Serangan pada Kebebasan Berpendapat?
Di tengah tekanan politik yang semakin tinggi, suara perlawanan mulai bermunculan dari dalam tembok akademisi. Beberapa dosen dan mahasiswa menilai bahwa tuduhan antisemitisme telah dijadikan alat untuk membungkam protes sah yang bersifat politik dan kemanusiaan. Mereka memperingatkan bahwa kebijakan ini bisa menjadi preseden berbahaya bagi kebebasan akademik di AS.
Presiden Harvard, Alan Garber, dalam surat terbukanya menanggapi tuntutan Trump sebagai “penegasan kekuasaan yang belum pernah terjadi sebelumnya dan melanggar hukum.” Ia menegaskan bahwa universitasnya berkomitmen untuk memberantas antisemitisme tanpa mengorbankan kebebasan berbicara dan protes damai.

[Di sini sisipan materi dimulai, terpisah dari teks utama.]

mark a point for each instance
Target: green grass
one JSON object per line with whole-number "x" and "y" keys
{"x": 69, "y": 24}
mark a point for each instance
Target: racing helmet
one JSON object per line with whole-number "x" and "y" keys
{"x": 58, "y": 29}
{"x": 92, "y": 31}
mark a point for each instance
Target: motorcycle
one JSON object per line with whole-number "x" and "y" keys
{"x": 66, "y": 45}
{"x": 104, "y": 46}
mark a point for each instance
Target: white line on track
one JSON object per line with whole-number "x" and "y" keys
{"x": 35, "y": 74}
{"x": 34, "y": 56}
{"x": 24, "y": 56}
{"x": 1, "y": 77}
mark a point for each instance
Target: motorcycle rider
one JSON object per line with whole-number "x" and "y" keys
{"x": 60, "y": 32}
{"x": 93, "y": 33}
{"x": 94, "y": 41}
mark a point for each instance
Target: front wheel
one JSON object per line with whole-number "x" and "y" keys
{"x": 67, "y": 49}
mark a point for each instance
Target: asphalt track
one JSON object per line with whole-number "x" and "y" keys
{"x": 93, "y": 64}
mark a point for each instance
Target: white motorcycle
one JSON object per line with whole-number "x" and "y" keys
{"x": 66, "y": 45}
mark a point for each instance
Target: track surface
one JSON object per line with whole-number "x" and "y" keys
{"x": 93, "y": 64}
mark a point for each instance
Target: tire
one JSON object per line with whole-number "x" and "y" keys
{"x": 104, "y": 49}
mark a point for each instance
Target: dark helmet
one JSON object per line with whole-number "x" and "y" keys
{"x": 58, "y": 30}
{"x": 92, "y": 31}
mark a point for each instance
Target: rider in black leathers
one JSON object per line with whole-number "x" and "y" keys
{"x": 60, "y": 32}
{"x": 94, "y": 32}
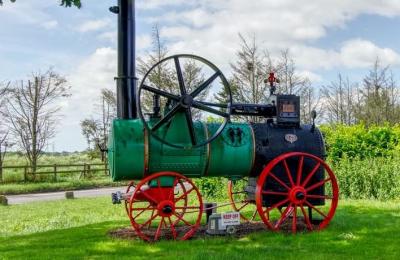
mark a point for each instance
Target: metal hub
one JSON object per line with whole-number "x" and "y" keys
{"x": 186, "y": 101}
{"x": 166, "y": 208}
{"x": 297, "y": 195}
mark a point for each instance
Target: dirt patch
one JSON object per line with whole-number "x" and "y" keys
{"x": 242, "y": 230}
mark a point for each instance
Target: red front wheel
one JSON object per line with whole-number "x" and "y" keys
{"x": 165, "y": 205}
{"x": 297, "y": 191}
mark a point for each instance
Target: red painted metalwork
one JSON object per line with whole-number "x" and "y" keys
{"x": 240, "y": 203}
{"x": 130, "y": 187}
{"x": 296, "y": 195}
{"x": 174, "y": 212}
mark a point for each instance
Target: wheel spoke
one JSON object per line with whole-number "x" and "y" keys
{"x": 213, "y": 104}
{"x": 143, "y": 210}
{"x": 188, "y": 115}
{"x": 200, "y": 106}
{"x": 149, "y": 220}
{"x": 161, "y": 93}
{"x": 205, "y": 84}
{"x": 300, "y": 170}
{"x": 316, "y": 209}
{"x": 318, "y": 184}
{"x": 276, "y": 205}
{"x": 244, "y": 205}
{"x": 294, "y": 224}
{"x": 308, "y": 178}
{"x": 306, "y": 218}
{"x": 174, "y": 234}
{"x": 326, "y": 197}
{"x": 284, "y": 216}
{"x": 183, "y": 220}
{"x": 166, "y": 118}
{"x": 150, "y": 198}
{"x": 254, "y": 215}
{"x": 152, "y": 214}
{"x": 171, "y": 194}
{"x": 279, "y": 181}
{"x": 180, "y": 76}
{"x": 275, "y": 193}
{"x": 188, "y": 207}
{"x": 288, "y": 172}
{"x": 184, "y": 194}
{"x": 158, "y": 232}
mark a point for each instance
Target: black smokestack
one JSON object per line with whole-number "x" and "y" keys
{"x": 126, "y": 80}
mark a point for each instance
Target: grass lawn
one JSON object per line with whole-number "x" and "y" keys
{"x": 35, "y": 187}
{"x": 78, "y": 229}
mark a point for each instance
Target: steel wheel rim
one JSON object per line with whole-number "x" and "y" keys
{"x": 225, "y": 84}
{"x": 171, "y": 222}
{"x": 296, "y": 206}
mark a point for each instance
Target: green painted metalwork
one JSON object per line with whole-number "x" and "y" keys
{"x": 134, "y": 154}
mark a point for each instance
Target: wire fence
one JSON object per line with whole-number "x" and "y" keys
{"x": 52, "y": 171}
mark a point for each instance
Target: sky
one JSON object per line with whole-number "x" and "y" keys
{"x": 325, "y": 37}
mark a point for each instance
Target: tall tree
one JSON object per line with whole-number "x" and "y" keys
{"x": 4, "y": 143}
{"x": 95, "y": 130}
{"x": 251, "y": 68}
{"x": 32, "y": 112}
{"x": 380, "y": 97}
{"x": 339, "y": 101}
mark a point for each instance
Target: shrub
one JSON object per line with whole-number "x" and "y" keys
{"x": 358, "y": 141}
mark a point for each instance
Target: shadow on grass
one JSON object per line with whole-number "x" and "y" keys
{"x": 358, "y": 230}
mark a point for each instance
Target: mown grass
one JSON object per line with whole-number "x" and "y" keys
{"x": 35, "y": 187}
{"x": 78, "y": 229}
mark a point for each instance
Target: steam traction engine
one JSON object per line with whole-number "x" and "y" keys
{"x": 276, "y": 168}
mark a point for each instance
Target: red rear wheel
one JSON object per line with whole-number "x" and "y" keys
{"x": 301, "y": 197}
{"x": 239, "y": 200}
{"x": 165, "y": 211}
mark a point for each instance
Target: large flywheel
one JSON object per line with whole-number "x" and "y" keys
{"x": 177, "y": 93}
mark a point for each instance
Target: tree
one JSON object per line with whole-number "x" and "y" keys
{"x": 96, "y": 130}
{"x": 251, "y": 68}
{"x": 379, "y": 97}
{"x": 66, "y": 3}
{"x": 32, "y": 112}
{"x": 339, "y": 102}
{"x": 4, "y": 144}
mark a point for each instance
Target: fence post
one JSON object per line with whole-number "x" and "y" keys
{"x": 88, "y": 169}
{"x": 84, "y": 170}
{"x": 25, "y": 172}
{"x": 55, "y": 172}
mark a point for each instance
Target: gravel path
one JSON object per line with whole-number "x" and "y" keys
{"x": 28, "y": 198}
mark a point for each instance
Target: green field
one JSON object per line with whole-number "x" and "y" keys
{"x": 78, "y": 229}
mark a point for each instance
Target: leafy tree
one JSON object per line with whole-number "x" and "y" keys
{"x": 96, "y": 130}
{"x": 66, "y": 3}
{"x": 32, "y": 112}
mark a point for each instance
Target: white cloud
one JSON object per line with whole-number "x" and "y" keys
{"x": 50, "y": 24}
{"x": 358, "y": 53}
{"x": 354, "y": 53}
{"x": 94, "y": 25}
{"x": 210, "y": 28}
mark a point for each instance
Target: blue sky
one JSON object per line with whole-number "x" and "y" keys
{"x": 325, "y": 37}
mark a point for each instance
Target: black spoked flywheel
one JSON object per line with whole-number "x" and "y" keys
{"x": 183, "y": 88}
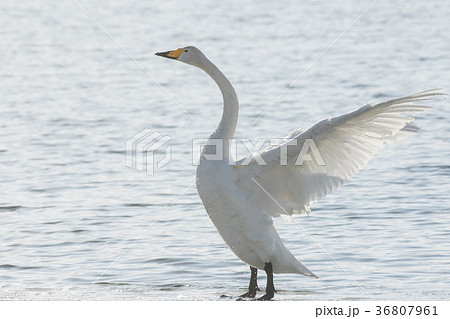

Sementara itu, gelombang kritik terhadap Trump tak surut. Pengamat menilai bahwa langkah-langkah ini tak lepas dari kepentingan politik menjelang pemilu, dengan isu kampus dan Israel-Palestina dijadikan amunisi baru dalam perang narasi.
Konflik ini menyoroti realitas baru di Amerika, kampus bukan lagi hanya tempat diskusi dan riset, melainkan medan tempur ideologis di tengah lanskap politik yang makin terpolarisasi. Harvard mungkin hanya permulaan. (alf)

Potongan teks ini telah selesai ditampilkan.